Just Add Body Heat

For Hunter Duplantier, the futuristic-looking house that went up last winter on the edge of the University of Louisiana campus in Lafayette stood out among its traditional-looking neighbors. It’s built like a loft, tall and boxy, with a flat roof and oddly placed narrow windows. But the most unusual attributes of the home were the ones he couldn’t see.

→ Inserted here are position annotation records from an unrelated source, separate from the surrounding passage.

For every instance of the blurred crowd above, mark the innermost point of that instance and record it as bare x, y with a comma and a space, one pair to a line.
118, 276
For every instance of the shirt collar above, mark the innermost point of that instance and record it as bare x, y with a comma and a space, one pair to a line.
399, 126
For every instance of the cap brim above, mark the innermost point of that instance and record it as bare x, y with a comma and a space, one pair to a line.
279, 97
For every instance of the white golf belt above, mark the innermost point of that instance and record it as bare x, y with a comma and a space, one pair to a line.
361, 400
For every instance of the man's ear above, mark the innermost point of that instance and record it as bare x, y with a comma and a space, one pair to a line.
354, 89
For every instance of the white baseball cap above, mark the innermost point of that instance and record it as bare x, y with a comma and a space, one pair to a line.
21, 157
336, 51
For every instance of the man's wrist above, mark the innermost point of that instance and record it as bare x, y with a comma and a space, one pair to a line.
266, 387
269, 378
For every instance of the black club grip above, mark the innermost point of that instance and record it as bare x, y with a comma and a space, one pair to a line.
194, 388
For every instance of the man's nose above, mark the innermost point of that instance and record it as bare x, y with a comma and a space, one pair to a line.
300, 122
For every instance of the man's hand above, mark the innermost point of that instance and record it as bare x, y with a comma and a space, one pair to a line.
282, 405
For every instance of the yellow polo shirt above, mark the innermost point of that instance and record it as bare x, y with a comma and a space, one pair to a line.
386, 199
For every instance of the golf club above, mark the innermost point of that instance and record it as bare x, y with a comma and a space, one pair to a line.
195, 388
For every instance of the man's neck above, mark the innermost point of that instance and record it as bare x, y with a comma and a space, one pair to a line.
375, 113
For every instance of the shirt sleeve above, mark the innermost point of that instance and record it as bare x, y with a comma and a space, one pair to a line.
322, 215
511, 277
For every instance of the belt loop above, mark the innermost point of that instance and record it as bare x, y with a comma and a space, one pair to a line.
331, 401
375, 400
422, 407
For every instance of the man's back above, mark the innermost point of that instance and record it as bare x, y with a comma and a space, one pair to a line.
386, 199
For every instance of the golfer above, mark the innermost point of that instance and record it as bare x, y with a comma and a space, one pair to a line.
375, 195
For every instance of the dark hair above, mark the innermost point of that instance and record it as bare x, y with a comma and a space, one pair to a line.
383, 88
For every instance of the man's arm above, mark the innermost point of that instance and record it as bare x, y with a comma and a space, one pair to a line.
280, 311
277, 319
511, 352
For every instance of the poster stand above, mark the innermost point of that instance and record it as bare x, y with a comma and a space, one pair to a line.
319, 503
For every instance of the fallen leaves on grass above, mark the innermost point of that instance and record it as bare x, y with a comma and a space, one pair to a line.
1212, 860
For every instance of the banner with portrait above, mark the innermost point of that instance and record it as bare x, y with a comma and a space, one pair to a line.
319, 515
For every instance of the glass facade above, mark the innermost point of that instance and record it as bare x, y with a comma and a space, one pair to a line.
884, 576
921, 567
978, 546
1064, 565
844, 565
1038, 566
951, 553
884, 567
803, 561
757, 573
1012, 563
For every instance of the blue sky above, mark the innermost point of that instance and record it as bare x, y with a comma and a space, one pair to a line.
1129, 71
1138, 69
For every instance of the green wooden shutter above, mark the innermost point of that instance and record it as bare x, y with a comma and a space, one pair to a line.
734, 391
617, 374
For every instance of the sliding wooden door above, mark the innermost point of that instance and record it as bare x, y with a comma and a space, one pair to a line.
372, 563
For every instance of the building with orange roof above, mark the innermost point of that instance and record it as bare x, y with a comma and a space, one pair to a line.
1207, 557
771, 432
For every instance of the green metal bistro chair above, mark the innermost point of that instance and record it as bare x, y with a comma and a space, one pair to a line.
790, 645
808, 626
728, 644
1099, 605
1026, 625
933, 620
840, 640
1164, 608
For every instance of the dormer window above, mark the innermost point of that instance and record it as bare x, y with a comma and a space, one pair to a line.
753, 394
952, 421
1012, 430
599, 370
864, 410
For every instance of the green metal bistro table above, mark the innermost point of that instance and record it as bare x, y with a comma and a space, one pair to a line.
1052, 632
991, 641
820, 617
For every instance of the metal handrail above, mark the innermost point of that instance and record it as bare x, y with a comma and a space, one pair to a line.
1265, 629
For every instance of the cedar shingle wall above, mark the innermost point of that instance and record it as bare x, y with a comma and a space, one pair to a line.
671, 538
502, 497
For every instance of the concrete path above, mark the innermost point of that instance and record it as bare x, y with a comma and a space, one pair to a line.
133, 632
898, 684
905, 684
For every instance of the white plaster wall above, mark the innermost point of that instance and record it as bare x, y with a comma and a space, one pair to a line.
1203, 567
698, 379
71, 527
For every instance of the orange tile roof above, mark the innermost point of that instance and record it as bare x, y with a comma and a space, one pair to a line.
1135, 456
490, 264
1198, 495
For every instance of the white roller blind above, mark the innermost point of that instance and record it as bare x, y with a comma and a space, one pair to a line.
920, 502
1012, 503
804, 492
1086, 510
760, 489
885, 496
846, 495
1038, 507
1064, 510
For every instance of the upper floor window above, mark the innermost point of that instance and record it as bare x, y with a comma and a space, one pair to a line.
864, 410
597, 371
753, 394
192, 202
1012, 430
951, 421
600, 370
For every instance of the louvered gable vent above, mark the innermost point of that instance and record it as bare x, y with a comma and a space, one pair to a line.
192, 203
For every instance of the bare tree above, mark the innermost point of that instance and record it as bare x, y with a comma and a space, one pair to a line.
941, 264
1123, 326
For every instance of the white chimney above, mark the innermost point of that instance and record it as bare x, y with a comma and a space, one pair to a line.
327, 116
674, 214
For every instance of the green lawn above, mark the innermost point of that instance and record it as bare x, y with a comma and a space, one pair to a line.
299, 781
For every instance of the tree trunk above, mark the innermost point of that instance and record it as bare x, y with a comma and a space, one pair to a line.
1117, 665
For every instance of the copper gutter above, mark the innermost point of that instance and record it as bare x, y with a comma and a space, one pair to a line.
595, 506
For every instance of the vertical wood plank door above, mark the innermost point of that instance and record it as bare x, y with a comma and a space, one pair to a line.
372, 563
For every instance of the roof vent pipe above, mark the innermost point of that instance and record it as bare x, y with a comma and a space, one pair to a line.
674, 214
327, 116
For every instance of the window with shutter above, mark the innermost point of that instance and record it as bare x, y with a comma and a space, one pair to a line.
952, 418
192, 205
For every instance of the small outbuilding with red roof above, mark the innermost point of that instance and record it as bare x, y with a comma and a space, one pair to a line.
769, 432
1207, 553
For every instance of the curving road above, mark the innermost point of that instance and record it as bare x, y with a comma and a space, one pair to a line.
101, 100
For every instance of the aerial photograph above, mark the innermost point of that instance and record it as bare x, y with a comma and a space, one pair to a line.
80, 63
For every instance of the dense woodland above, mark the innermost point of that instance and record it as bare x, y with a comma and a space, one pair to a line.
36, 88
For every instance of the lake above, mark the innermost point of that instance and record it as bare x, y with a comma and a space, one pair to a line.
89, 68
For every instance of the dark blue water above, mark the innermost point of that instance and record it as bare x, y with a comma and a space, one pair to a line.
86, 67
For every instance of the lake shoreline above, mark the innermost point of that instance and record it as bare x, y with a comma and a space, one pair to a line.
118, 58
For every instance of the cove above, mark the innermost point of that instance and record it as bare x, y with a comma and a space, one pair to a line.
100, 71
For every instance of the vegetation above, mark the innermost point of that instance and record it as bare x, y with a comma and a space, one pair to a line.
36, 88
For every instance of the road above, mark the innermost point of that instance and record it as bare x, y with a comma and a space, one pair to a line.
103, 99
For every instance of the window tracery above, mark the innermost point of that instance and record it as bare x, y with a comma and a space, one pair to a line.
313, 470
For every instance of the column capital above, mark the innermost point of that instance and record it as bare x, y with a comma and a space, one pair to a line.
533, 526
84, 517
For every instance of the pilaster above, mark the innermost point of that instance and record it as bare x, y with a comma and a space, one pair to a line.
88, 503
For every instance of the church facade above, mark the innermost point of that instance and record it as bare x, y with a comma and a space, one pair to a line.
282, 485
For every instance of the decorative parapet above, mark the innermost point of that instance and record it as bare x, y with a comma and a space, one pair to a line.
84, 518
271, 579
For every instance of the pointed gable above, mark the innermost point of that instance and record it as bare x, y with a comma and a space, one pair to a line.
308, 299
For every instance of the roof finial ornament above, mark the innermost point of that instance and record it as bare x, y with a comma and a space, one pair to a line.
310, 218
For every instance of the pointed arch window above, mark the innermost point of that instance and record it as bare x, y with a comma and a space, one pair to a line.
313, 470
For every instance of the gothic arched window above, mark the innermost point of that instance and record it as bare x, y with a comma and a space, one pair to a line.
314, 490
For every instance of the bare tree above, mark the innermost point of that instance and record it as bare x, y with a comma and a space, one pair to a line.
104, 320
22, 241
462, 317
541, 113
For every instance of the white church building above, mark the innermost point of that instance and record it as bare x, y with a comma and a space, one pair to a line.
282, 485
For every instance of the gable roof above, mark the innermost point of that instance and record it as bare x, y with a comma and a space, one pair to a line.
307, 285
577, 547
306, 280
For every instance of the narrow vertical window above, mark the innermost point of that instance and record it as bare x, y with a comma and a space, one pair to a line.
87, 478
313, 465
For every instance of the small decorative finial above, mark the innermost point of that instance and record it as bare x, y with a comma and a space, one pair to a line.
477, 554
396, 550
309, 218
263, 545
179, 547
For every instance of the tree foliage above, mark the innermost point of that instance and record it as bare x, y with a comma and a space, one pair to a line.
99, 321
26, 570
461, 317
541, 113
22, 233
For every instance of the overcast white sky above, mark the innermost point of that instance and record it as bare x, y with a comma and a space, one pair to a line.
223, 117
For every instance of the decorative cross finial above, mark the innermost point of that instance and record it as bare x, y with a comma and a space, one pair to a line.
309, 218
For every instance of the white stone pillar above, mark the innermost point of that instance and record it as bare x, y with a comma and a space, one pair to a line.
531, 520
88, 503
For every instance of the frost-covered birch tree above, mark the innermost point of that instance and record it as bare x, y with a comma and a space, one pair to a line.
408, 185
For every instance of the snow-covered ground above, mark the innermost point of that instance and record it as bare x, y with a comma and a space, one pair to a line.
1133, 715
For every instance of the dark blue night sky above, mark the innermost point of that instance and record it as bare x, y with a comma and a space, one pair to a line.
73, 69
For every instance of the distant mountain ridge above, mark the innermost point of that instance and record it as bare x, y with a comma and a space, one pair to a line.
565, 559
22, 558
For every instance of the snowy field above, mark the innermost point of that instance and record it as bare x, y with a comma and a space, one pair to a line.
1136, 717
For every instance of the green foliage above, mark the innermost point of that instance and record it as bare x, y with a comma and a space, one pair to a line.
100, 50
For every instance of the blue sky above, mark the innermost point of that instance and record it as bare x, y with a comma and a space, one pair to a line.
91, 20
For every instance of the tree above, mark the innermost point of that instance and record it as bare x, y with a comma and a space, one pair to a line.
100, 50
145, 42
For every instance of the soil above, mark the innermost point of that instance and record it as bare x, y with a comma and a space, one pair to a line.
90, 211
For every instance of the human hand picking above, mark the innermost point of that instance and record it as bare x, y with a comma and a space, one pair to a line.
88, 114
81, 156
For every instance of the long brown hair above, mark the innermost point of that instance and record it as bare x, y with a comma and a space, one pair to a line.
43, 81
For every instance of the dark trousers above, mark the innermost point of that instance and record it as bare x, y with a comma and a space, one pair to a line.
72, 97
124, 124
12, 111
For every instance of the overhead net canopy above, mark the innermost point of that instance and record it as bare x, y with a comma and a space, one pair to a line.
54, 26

The building is the first in the southern U.S. to achieve official certification as a “passive house.” As such, it needs a mere fraction of the electricity it takes to run a conventional home of comparable size. Once it was completed last spring, Duplantier and two other architecture students enthusiastically volunteered to rent the place and monitor its performance. They moved in during finals week, embarking on an experiment in low-energy living that simultaneously harkens back to the super-insulated-house movement of the “70s and provides a look at how we all might live in a peak-energy future.

“We were just in awe, just overwhelmed with information at first,” Duplantier says. After spending a record-breaking hot summer there, he reports, the home has “held up pretty well so far.”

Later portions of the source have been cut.